A poem in Vietnamese by Đinh Trường Chinh
Translator: Nguyễn Thị Phương Trâm
Art: Đinh Trường Chinh

When you were gone mid-night.
The thought of suicide of every verse took shape.
The room is empty. The chair hues of aged timber
The homogenous shadow of night. Lingers the fragrance of longing.
The cup of night tips suddenly on the space you left.
Sad footprints long on granite.
All the verses whole on cracked palms
…
I’m adrift on a string of memory you threw across the night
(like an acrobat that lost his faith
fumbling for pages of the bible).
The high moonlit hot burnt boozed-up eyes.
The sun falls at dawn.
The night gave birth to the moon.
The hard birth of some verses. Cramp in the thoughts of the imagination.
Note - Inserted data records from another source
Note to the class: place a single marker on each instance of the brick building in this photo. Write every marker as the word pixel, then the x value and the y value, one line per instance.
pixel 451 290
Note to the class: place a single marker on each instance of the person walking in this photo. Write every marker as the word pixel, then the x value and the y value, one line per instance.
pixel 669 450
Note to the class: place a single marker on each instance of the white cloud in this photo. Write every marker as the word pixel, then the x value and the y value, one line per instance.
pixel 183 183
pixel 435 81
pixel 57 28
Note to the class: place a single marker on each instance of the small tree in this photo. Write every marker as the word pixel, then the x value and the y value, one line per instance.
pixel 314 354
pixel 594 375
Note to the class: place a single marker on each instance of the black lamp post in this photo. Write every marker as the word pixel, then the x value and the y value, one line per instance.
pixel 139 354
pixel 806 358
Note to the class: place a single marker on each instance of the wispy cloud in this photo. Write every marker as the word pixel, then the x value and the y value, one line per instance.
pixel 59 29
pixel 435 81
Unborn err choked in oblivion.
…
You’re thrown to that far planet
Letters sent would take this lifetime
A day owe to rain
A night full of sunshine
I’m small still in your shadows of old
You
The crucifix hammered into my life
With the reverie of curses
soaked through after a season of moonlight.
Please return to confess for me.
Amid the space left
shone your ageless shadow on the pond of forever
shone the scars once bled
Here the mark you have nailed
The ever shade you nurtured of love
…
Please bury live the verses,
all thoughts of delusions
to another planet
when you are gone, maketh the cross
me jesus err reborn.
.
April 2018
Đinh Trường Chinh, the poet, and artist was born in 1970 in South Vietnam. The poet currently works in IT in Virginia, U. S. A.
Nguyễn Thị Phương Trâm, the blogger, poet, and translator, was born in 1971 in Phu Nhuan, Saigon, Vietnam. The pharmacist currently lives and works in Western Sydney, Australia.